Le gouvernement polonais a déclaré que la loi est un outil nécessaire pour combattre les cas dans lesquels la Pologne est blâmée à tort pour les crimes nazis allemands qui ont été commis en Pologne occupée pendant la Seconde Guerre mondiale.
Israël, les États-Unis et d’autres opposants craignent toutefois que la loi – qui est de toute façon inapplicable en dehors de la Pologne – ne vise en réalité à étouffer la recherche et la discussion en Pologne sur la violence anti-juive en temps de guerre, ce qui jette une ombre sur le comportement polonais en temps de guerre qui était par ailleurs en général honorable et marqué par de grandes souffrances.
Azari a dit être plus préoccupée par la vague d’antisémitisme qui a fait son apparition dans le discours public que par la loi elle-même.
L’ambassade surveille constamment les études et les sondages et sait que « environ 20 % ou plus » de la population nourrit des sentiments antisémites, a-t-elle précisé.
Ce qui a changé, c’est que ces sentiments sont maintenant exprimés en public.
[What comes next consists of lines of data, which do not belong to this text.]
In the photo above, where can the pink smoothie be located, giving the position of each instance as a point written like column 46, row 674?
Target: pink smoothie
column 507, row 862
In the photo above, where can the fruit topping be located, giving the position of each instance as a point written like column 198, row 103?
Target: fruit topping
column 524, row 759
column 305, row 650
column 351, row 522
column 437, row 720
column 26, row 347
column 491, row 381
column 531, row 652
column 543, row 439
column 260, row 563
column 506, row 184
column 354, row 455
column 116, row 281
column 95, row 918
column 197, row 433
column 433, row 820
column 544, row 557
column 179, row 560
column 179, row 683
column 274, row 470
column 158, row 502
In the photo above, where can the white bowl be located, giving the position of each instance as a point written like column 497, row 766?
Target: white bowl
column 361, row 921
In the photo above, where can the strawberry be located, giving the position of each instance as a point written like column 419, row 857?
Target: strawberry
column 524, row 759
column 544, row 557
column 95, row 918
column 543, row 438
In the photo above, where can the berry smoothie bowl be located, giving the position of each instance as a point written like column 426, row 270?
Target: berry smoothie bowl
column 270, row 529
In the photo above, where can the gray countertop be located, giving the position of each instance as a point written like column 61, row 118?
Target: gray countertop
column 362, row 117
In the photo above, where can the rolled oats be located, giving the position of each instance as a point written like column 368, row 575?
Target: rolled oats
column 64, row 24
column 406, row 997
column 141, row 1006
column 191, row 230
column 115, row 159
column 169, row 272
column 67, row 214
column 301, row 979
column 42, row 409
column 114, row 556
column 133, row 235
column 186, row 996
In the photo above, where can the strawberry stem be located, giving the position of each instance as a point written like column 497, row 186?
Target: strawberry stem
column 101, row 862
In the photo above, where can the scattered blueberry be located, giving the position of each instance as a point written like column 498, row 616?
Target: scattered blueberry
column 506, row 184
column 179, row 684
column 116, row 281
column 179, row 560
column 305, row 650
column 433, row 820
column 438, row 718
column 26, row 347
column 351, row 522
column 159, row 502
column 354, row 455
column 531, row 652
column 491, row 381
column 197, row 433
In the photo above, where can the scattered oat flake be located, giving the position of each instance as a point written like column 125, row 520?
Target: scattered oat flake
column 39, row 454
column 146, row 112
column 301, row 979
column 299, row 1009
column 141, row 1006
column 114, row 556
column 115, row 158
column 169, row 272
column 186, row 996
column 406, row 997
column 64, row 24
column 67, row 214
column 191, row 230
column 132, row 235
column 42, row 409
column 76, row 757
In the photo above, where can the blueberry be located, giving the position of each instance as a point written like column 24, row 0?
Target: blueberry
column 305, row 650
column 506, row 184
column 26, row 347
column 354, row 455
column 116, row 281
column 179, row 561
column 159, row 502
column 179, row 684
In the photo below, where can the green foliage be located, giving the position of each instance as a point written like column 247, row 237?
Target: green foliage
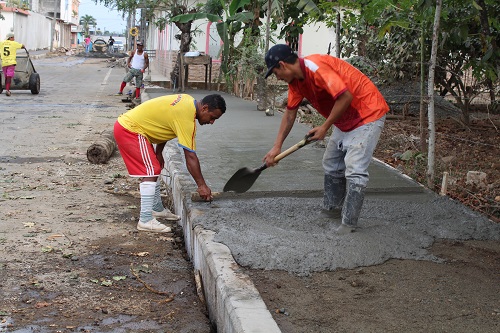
column 386, row 37
column 86, row 21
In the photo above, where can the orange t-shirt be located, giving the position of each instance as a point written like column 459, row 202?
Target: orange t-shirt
column 326, row 78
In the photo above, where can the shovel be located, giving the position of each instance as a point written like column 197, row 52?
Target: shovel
column 244, row 178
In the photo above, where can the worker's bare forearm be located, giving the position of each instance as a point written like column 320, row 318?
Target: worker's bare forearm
column 287, row 123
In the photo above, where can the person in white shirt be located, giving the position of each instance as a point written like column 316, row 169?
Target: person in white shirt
column 137, row 63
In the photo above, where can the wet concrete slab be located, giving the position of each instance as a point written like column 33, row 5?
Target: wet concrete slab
column 276, row 224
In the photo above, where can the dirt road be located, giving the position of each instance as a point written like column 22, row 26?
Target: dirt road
column 71, row 259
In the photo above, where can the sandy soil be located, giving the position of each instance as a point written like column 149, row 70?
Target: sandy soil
column 458, row 295
column 72, row 261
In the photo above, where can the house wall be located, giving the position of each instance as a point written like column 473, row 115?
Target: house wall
column 315, row 39
column 23, row 24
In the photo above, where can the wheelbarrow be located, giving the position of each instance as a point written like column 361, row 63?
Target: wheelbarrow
column 25, row 75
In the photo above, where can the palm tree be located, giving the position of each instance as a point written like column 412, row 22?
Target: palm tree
column 87, row 21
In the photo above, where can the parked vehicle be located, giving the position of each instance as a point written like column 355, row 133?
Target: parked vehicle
column 119, row 46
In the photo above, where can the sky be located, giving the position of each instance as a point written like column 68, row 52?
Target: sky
column 106, row 19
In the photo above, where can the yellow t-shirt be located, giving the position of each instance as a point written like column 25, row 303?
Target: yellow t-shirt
column 164, row 118
column 8, row 49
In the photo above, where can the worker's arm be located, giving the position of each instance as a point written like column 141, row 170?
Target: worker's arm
column 146, row 61
column 193, row 166
column 159, row 153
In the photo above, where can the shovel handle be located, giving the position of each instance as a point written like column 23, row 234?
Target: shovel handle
column 295, row 147
column 282, row 155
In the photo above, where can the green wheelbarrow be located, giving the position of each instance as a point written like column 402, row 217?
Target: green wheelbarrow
column 25, row 75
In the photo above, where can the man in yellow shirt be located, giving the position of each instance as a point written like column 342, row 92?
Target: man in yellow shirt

Mais les autorités polonaises ont compris qu’elles avaient un problème, a-t-elle ajouté, et elle espère qu’elles commenceront à s’en occuper.
Le président israélien Reuven Rivlin et son homologue polonais Duda ont participé à la marche annuelle des vivants, jeudi, dans l’ancien camp de concentration nazi d’Auschwitz-Birkenau en Pologne.
C’est un autre élément de la relation bilatérale qu’Israël tient à développer, a dit Mme Azari.
« Personne ne veut jeter à la poubelle les relations très amicales entre les deux pays », a-t-elle poursuivi, ajoutant que la participation conjointe des deux présidents à Auschwitz était la bonne chose à faire à la lumière de la vague d’antisémitisme.